ゾーイはキッ、という半ばにらみつける様な目つきで告げる。
「それを早めなさい。総督閣下であればモンスターを苦もなく討伐できますが、いつまでもお手を煩わせる訳にはいきません」
「かしこまりました!!」
ワーズは「もちろんです!」って感じで応じた。
古い戦史に刻まれている英雄ならともかく、平時の総督――トップの人間がいつまでも現場に出る物ではない。
それは当たり前の事で、ゾーイに言われたワーズはちゃんと理解はしているようだ。
それを理解したワーズに追加でいくつかの指令を出してから、遂行するようにいって退出させた。
そうして、部屋の中に俺とゾーイだけが残った。
俺はゾーイに聞く。
「やけにきびしくあたったな、そこまでする必要もなかったのではないか」
「この度は副官を拝命しておりますので」
「ん?」
「トップと副官が飴と鞭をそれぞれ専念した方が良い場合が多くありました。当然ご主人様に鞭役、嫌われ役をお願いするわけは参りません、ですのでそれは私が」
「なるほど、よく学んだな」
「ご主人様の調教のたまものです」
「古めかしい言い方をする」
俺はふっと笑った。
ここ数十年、帝国文化が成熟――いや糜爛の域にはいっているせいなのか、「調教」という言葉が男女のそれ、特に性的な事をさす事が多くなった。

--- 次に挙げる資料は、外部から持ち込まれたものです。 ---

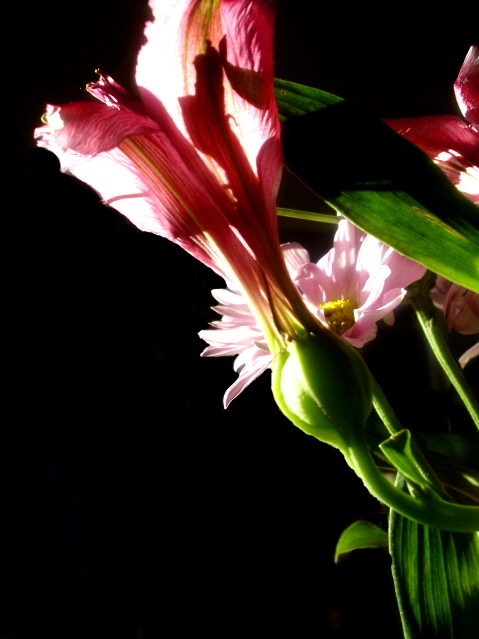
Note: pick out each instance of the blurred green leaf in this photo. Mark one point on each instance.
(379, 181)
(361, 534)
(436, 576)
(308, 215)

それは特に金と力に余裕のある上流階級がそう使う事が多い。
もっとも一般的なのが「性奴隷を調教する」という、糜爛した文化を象徴するような使われ方だ。
しかし、調教という言葉は本来――少なくとも帝国の初期では「上位の者が下位の者に施す教育」を指すものだ。
そして下位の者がそれに対し、感謝の意を表すために使われる場合がほとんどだ。
つまりゾーイは今、極めて古風な言い回しをしたという事だ。「調教のたまものです」というのは「やり方を教えてくれてありがとう」という程度の意味しかない。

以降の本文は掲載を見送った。